How often does insurance pay for CPAP supplies?
Most insurance plans pay for CPAP supplies on a regular replacement schedule rather than all at once. Exact timing can vary by plan, but many insurers follow Medicare guidelines. Under this schedule, you can replace your mask frame, headgear, and chin strap every 6 months; full-face mask cushions every month; and nasal cushions or pillows twice a month. To know exactly what your plan covers and when, check your benefits or ask your CPAP supplier.
Does insurance cover travel CPAP machines?
Most insurance plans don’t cover travel CPAP machines. While your insurance will probably help pay for a standard CPAP machine when it’s medically necessary, travel CPAP devices are often classified as convenience items rather than essential equipment. Because of this, many insurers, including Medicare and Medicaid, expect you to use your primary CPAP machine when traveling.
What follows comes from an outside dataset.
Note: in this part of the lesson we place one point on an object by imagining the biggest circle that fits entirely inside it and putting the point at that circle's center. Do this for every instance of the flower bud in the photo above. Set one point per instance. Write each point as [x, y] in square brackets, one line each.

In rare cases, partial coverage or reimbursement may be possible with prior authorization and documentation of medical necessity, but this varies by plan. Contact your insurer and find out if these units are covered or if an exception is possible. The insurer may ask for documentation from your provider explaining a medical necessity for a second or travel CPAP, especially if having a portable CPAP is essential for frequent travel or work.
You can always pay for a travel CPAP out-of-pocket by using an FSA or HSA, even if your insurance will not reimburse you for the purchase.